To accomplish this, we will begin with the historical preparatory phase of the Second Vatican Council to include major themes and the influential persons who contributed to the inspiration of the calling of the Second Vatican Council dating back to the Council of Trent through the First Vatican Council, with special emphasis on the 19th century.
This will allow us the opportunity to understand the theological/philosophical and thus cultural impetus that inspired the calling of the Second Vatican Council by St. Pope John XXIII and its continued inspirational guidance under St. Pope Paul VI of the Council’s analysis of the times and the Church’s critical and hopeful response as read through the Council’s documents.
The major theme of “rupture/discontinuity” as opposed to “reform” developed by Pope Benedict XVI as a hermeneutic will be covered in order to proceed from a literal grasp of the documents to an interpretation of their deeper meaning within a “proper” context preparing the Church for the beginning of the Third Millennium with particular emphasis up to the year 2015 A.D. (the fiftieth anniversary of the Second Vatican Council’s conclusion).

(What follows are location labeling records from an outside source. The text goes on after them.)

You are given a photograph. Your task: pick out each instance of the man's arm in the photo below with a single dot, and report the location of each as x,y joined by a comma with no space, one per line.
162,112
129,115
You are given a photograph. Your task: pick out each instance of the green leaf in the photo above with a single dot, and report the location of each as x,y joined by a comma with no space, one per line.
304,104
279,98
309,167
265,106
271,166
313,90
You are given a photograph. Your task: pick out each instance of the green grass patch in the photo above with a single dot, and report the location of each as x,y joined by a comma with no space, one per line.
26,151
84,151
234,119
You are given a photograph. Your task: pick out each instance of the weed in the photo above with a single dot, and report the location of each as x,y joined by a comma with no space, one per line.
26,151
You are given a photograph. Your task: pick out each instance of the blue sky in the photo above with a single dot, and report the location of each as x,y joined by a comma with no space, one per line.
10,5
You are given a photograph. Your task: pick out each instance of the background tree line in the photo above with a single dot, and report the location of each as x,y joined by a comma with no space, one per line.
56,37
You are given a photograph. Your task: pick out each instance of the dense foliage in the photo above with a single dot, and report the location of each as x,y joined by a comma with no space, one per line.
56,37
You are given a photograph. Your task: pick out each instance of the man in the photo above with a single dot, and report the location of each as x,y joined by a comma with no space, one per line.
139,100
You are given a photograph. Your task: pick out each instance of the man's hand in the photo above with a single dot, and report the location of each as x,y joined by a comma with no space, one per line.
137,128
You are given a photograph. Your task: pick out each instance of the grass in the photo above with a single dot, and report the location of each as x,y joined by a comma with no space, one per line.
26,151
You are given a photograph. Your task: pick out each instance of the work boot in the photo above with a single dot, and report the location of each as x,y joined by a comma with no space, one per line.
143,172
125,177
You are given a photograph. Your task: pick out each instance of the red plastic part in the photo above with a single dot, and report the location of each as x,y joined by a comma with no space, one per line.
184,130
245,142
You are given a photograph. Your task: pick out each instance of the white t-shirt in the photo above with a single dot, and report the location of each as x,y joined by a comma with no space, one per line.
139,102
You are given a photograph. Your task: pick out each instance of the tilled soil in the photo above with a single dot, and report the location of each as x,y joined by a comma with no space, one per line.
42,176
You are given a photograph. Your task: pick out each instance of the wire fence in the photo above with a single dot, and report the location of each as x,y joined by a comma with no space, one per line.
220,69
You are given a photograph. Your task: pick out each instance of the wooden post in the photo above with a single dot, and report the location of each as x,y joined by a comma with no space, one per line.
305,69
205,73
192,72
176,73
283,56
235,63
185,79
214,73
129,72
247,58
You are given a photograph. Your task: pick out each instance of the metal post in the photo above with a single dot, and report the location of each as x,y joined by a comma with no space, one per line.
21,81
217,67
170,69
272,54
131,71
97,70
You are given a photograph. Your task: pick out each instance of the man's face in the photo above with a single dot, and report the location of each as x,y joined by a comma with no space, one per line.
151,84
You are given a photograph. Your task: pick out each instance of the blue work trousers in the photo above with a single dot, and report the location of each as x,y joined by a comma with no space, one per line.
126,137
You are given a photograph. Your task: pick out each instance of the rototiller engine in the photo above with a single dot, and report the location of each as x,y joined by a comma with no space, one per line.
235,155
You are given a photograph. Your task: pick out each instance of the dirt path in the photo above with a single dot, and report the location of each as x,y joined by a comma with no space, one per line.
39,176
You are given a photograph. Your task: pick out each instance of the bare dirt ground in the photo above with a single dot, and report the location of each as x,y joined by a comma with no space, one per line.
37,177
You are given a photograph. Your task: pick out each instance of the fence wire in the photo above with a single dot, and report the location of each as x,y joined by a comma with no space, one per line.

In particular, through an ordered reading of select passages from the four major constitutions of the Second Vatican Council, the student will begin to develop a hermeneutic of interpretation in the same Spirit in which the documents were inspired, namely: Dei Verbum, Sacrosanctum Concilium, Lumen Gentium, and Gaudium et Spes. The inspirational themes which guided the Council discussions will be covered, with special emphasis given to the dialogical manner recommended by Pope Paul VI in his encyclical Ecclesiam Suam, and continued by his successor, Pope John Paul II as outlined in his encyclical Redemptor Hominis.